Alla vista si presenta dalla forma allungata e dal colore dorato, la mollica è spugnosa, di colore bianco tendente al grigio e con alveolatura regolare.
Viene ottenuto grazie alla tecnica di fermentazione acido-lattica la quale, gli conferisce : il notevole pregio nutrizionale di possedere l’enzima fitasi, che annulla l’effetto antinutritivo dei sali fitati, i quali legandosi con calcio, ferro e magnesio, li rendono inassimilabili a livello intestinale; un sapore leggermente acidulo, sapido ed appetibile; un pH acido che prolunga la sua conservazione per diversi giorni dopo la cottura.
Viene prodotto senza sale, in primo luogo perché lo vuole la tradizione: anticamente non tutti si potevano permettere di comprarlo; secondo perché i panettieri di Cantiano usano farine di alta qualità: il sale spesso viene usato da chi utilizza farine di qualità scadente e di poca “forza”, perché conferisce consistenza alle maglie di glutine.
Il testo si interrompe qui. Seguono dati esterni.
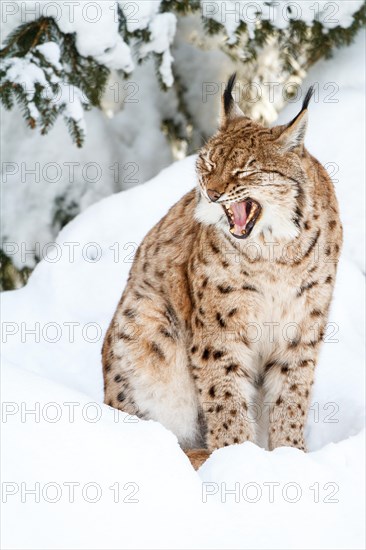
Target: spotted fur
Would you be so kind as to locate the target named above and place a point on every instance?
(216, 337)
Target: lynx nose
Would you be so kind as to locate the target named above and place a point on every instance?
(213, 195)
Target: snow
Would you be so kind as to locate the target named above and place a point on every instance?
(231, 13)
(162, 29)
(243, 496)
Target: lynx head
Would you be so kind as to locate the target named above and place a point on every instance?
(251, 177)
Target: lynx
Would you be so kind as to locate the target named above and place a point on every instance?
(218, 330)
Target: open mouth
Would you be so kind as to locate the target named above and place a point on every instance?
(242, 217)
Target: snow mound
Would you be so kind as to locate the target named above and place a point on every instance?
(77, 474)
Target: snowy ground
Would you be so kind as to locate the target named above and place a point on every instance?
(106, 480)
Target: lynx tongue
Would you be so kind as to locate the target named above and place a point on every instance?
(239, 210)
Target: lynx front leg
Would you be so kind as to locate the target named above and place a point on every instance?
(226, 391)
(288, 387)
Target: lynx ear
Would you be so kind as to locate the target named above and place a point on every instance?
(294, 133)
(229, 108)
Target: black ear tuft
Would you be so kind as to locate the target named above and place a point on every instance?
(307, 98)
(228, 98)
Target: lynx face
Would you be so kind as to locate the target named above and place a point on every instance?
(251, 179)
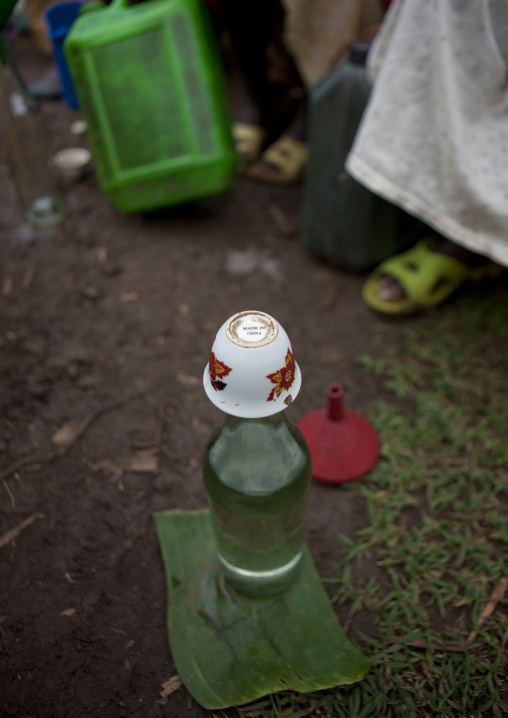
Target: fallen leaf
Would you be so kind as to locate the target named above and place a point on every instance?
(13, 534)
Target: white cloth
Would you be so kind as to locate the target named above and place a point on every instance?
(434, 136)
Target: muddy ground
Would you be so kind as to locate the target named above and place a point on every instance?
(109, 319)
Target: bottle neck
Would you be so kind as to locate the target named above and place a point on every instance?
(275, 420)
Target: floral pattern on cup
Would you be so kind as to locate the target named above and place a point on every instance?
(218, 370)
(282, 378)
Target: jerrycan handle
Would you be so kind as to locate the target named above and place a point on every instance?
(119, 4)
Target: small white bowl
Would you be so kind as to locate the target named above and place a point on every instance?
(72, 162)
(252, 372)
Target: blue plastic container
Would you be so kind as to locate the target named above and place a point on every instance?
(59, 19)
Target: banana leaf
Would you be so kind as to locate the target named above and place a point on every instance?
(231, 649)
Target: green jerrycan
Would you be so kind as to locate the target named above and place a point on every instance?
(150, 85)
(343, 222)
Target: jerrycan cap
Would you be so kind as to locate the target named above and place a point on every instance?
(252, 372)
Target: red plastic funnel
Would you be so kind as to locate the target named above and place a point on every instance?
(343, 445)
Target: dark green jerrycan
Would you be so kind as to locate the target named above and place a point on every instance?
(150, 85)
(343, 222)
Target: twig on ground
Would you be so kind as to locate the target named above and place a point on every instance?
(170, 686)
(490, 607)
(25, 461)
(13, 534)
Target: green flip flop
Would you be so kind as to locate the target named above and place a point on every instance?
(428, 278)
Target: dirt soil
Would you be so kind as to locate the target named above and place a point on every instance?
(109, 320)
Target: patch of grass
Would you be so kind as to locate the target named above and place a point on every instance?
(437, 534)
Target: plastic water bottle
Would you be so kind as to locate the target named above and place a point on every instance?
(256, 466)
(26, 141)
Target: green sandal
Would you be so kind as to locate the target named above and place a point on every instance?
(428, 278)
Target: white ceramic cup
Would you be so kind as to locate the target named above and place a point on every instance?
(252, 372)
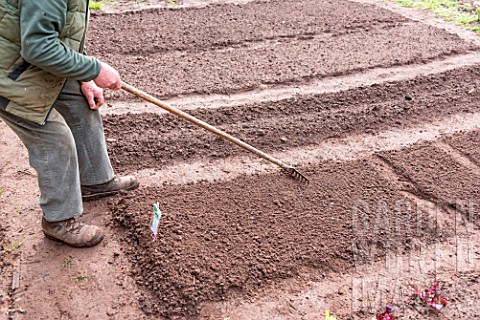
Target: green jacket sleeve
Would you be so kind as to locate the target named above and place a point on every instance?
(41, 23)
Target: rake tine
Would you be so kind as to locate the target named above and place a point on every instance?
(295, 174)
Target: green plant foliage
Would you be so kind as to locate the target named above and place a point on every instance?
(461, 13)
(95, 5)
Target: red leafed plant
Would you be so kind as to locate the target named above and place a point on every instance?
(387, 314)
(432, 296)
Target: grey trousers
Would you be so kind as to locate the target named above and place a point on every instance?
(67, 152)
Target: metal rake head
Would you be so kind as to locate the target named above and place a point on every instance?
(295, 174)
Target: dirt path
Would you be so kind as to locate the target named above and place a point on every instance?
(377, 104)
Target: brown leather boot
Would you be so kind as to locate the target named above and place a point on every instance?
(73, 233)
(110, 188)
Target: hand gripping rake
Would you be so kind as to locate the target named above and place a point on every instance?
(290, 170)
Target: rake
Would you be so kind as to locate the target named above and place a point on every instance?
(290, 170)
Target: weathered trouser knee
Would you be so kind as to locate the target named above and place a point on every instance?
(66, 152)
(87, 129)
(52, 153)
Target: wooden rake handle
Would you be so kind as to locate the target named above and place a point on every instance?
(203, 124)
(290, 170)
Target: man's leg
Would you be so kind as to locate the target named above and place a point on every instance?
(52, 153)
(96, 173)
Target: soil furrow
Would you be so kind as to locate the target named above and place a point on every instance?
(287, 63)
(342, 149)
(158, 140)
(278, 92)
(227, 238)
(198, 29)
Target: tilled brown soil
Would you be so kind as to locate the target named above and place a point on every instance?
(153, 141)
(184, 51)
(220, 240)
(442, 177)
(226, 239)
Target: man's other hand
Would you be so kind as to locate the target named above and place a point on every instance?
(93, 93)
(108, 78)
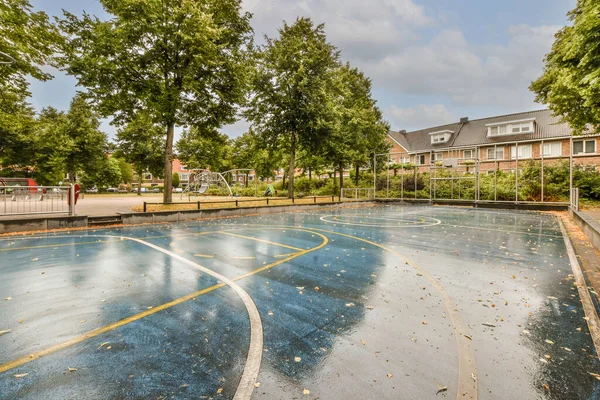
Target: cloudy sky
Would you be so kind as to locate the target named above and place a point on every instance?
(431, 61)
Il cavallo del Catria prende il nome dalla sua area di origine il massiccio del monte Catria, situato nel comune di Cantiano, nei territori delle Comunita’ Montane Catria e Nerone, Catria e Cesano, in provincia di Pesaro Urbino, regione Marche.La sua origine è antica; già se ne trovano tracce dopo l’anno 1000 in documenti che citano la presenza a Fonte Avellana di allevamenti di cavalli “ad usum equitandi “, destinati ad un mercato signorile ed a rifornire le cavallerie delle signorie limitrofe , più tardi, del Ducato d’Urbino.Nel ceppo indigeno sono state introdotte nel tempo diverse linee di sangue; i contatti con la maremma grossetana, legati alle attività dei carbonari hanno favorito l’introduzione di sangue Maremmano, ha subito inoltre l’influenza del Croato, del Franches Montaignes ed altri. mantenendo caratteristiche di robustezza e frugalità necessarie alla sopravvivenza nel pascolo brado di montagna.Sino alla metà del secolo scorso, l’area del monte Catria era zona di reclutamento quadrupedi da parte dell’esercito italiano, inoltre questo cavallo ha servito l’uomo trasportando a soma ogni genere di materiale; carbone, legna, fieno, bigonci di mosto, cereali.Dalla metà degli anni ‘90 sono stati attuati programmi di selezione e miglioramento della razza, finanziati dalla REGIONE MARCHE, ASSESSORATO ALL’AGRICOLTURA, con la collaborazione scientifica dell’ Università di Camerino, Facoltà di Veterinaria.. Il cavallo del Catria grazie alle sue caratteristiche morfologiche e alla sua provata attitudine al lavoro è particolarmente adatto al Turismo Equestre.